Genetically Modified Cold Sore Virus Shrinks Melanoma Tumors
A cancer drug based on a tumor-killing virus made tumors disappear or at least shrink by half for at least six months, and has for the first time succeeded in a late-stage clinical trial.
Amgen, which is developing the drug, said late Tuesday that it had met the primary goal of a Phase 3 clinical trial in patients with advanced melanoma, the deadliest type of skin cancer. The company reports that 16 percent of the patients who received TVEC experienced tumor shrinkage that persisted for six months compared with only 2 percent in a control group that received a treatment based on GM-CSF, a protein that stimulates the immune system.
The drug works in two complementary ways by combining a gene snippet meant to stimulate the body's immune system with a modified version of the herpes simplex virus, the kind that causes mouth cold sores. The TVEC is injected directly into tumor tissue, where it divides into copies repeatedly until the membranes, or outer layers, of the cancer cells burst, destroying them. Meanwhile, the gene snippet churns out a protein to stimulate a systemic immune response to kill melanoma cells in the tumor and elsewhere in the body.
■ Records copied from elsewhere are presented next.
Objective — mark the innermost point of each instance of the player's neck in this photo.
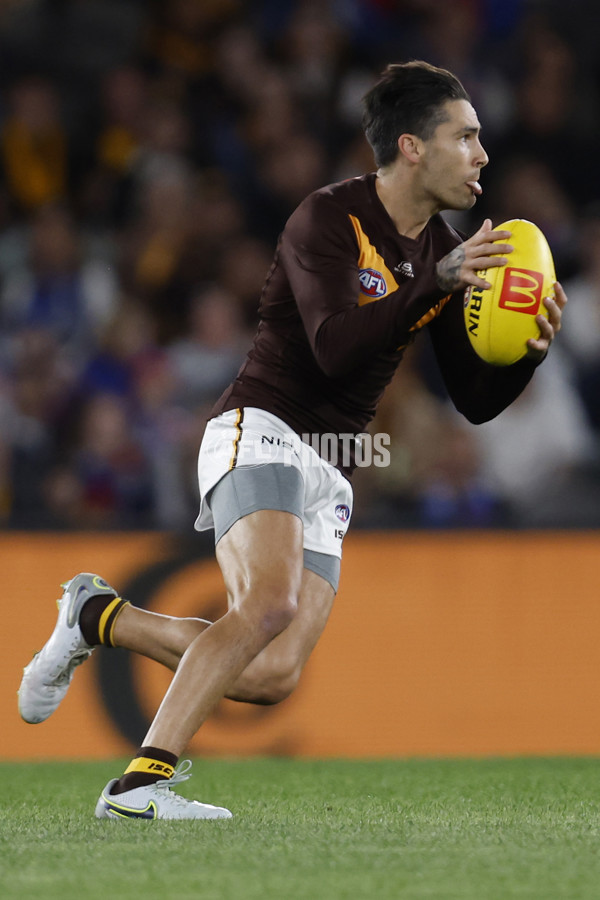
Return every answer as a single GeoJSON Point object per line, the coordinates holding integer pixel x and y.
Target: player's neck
{"type": "Point", "coordinates": [409, 212]}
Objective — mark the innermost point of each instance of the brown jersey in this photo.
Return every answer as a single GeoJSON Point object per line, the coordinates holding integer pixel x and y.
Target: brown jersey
{"type": "Point", "coordinates": [344, 297]}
"These are the first (late-stage) results of this novel approach to cancer therapy," Dr. Sean E. Harper, head of research and development at Amgen, said in a statement. "A high unmet need exists in melanoma and we believe the innovative mechanism of action of talimogene laherparepvec may offer a promising approach for these patients."
Melanoma is one of the most aggressive skin cancers. It causes 75 percent of all skin cancer deaths, even though the roughly 132,000 new melanoma cases around the world each year amount to less than 5 percent of all skin cancer cases.